Steve
    c.ai

    The blow had not merely struck his jaw—it had fractured something far less visible.

    Steve Rogers tasted iron before he registered the silence.

    For a moment, the world held its breath with him. No orders. No gunfire. No distant echo of war—only the sharp ringing in his skull and the fading imprint of force that had sent him to the ground. He remained there longer than pride would permit, eyes fixed on nothing, as though the earth beneath him might offer some forgotten truth.

    It had been Bucky Barnes who struck him.

    Not as an enemy.

    But as a man unwilling to watch another remain lost in something that no longer existed.

    Steve exhaled slowly, the weight of the present pressing against him with unfamiliar insistence. For years—decades, even—he had endured time like a man out of place, clinging to fragments that refused to settle into memory. A photograph. A dance never claimed. A life paused before it had the decency to begin.

    And you.

    Not held in ink or paper, but in something far more treacherous.

    Something unfinished.

    You had not been a promise, nor a confession. You had been something quieter—moments shared between missions, words left unspoken, a warmth that neither of you had been reckless enough to name. War had demanded restraint, and both of you had obeyed.

    Until there was no time left to disobey at all.

    He had believed you gone.

    That belief had been… easier.

    Grief, once defined, could be endured. It could be carried, honored, placed gently among the many losses war had already claimed. But uncertainty—absence without conclusion—was something far less merciful.

    And yet, it had not been grief that followed.

    It had been neglect.

    Because while he had remained tethered to the past, the world had not. Tony Stark and Nick Fury had done what was necessary—buried records, erased trails, hidden you somewhere beyond reach, somewhere safe. A decision made not out of cruelty, but protection.

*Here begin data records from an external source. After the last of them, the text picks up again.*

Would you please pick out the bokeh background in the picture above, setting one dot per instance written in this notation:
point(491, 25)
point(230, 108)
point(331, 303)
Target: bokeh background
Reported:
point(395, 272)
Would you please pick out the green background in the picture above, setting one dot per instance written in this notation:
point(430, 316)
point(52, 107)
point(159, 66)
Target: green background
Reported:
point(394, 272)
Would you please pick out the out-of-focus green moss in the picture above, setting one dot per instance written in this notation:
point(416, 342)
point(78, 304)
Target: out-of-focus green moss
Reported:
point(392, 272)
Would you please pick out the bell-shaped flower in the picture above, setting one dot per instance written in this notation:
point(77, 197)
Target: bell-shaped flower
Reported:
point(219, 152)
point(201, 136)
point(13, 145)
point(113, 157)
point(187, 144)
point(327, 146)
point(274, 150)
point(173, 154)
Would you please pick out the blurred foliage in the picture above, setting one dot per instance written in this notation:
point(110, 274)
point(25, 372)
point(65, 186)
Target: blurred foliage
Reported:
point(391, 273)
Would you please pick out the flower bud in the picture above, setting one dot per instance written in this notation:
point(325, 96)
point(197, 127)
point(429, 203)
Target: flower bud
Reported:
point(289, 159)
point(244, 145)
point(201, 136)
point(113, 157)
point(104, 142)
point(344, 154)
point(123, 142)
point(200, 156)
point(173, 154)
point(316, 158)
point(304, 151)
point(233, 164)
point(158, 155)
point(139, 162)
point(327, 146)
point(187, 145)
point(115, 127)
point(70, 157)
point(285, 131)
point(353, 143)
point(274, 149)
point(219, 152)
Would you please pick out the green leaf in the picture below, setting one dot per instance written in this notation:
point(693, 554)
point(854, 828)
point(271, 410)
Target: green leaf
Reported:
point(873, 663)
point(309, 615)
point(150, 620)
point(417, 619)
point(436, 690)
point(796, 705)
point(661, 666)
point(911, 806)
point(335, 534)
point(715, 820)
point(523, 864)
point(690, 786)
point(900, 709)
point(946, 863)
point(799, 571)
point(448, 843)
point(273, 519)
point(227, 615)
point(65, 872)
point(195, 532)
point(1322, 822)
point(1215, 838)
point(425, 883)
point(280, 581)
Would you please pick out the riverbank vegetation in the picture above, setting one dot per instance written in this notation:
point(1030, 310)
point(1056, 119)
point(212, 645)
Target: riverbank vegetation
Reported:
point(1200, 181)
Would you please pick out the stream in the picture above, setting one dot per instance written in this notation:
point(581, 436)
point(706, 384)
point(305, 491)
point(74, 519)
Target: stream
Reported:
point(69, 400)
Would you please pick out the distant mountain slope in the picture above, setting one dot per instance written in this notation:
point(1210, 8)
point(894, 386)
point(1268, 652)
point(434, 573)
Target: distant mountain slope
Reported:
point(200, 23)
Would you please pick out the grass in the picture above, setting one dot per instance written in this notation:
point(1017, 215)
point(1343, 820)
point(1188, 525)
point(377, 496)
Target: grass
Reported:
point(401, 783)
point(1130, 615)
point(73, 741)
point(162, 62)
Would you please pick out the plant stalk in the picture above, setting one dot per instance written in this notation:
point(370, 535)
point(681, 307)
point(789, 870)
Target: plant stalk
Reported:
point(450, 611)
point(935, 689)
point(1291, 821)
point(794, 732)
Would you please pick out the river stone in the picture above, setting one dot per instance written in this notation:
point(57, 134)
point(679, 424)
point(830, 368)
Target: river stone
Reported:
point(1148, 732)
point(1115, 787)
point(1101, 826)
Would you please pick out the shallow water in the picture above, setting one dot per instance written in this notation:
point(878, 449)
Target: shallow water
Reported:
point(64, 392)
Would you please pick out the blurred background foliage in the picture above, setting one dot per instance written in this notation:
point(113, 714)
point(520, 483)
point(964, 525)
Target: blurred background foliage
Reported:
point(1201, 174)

    A decision he had never questioned.

    Perhaps that was his failure.

    He had accepted your disappearance as final, too consumed by ghosts already in his keeping. Too certain that what had never been spoken could never be reclaimed.

    How stupid.

    Bucky’s blow had not been meant to harm him—it had been meant to wake him.

    And now—

    Now he stood in a place far removed from battlefields and memory alike. A quiet stretch of land, distant from the city, where the world seemed to move at a gentler pace. A place chosen, no doubt, for its obscurity. For its promise of anonymity.

    For you.

    The house ahead was modest. Unremarkable. The sort of place no one would think to search for something worth finding.

    Steve did not move toward it immediately.

    For all his courage, there remained a hesitation he could not dismiss.

    Because whatever waited beyond that door would not be the past.

    And you would not be the person he had left behind.

    “You’re not gone,” he said under his breath, though whether it was realization or apology, even he could not be certain.

    The wind stirred faintly, carrying with it the scent of rain against earth—something clean, something new. It did not belong to memory.

    It belonged to now.

    There had been a time when he believed in waiting—in holding onto what was lost as though time itself might return it to him unchanged. But time, he had learned, was not so kind.

    It did not preserve.

    It transformed.

    And still, beneath all reason, beneath the years and the distance and the silence, something remained.

    Not the past.

    But the possibility of what it might have been—if only he had chosen differently.

    If only he had stayed.

    Steve drew a breath, steadying himself not for battle, but for something far less certain.

    A beginning.

    Or an ending.

    Perhaps both.

    And at last, he stepped forward—not as the soldier bound to yesterday, but as a man willing, however late, to face what had always been waiting just beyond his reach.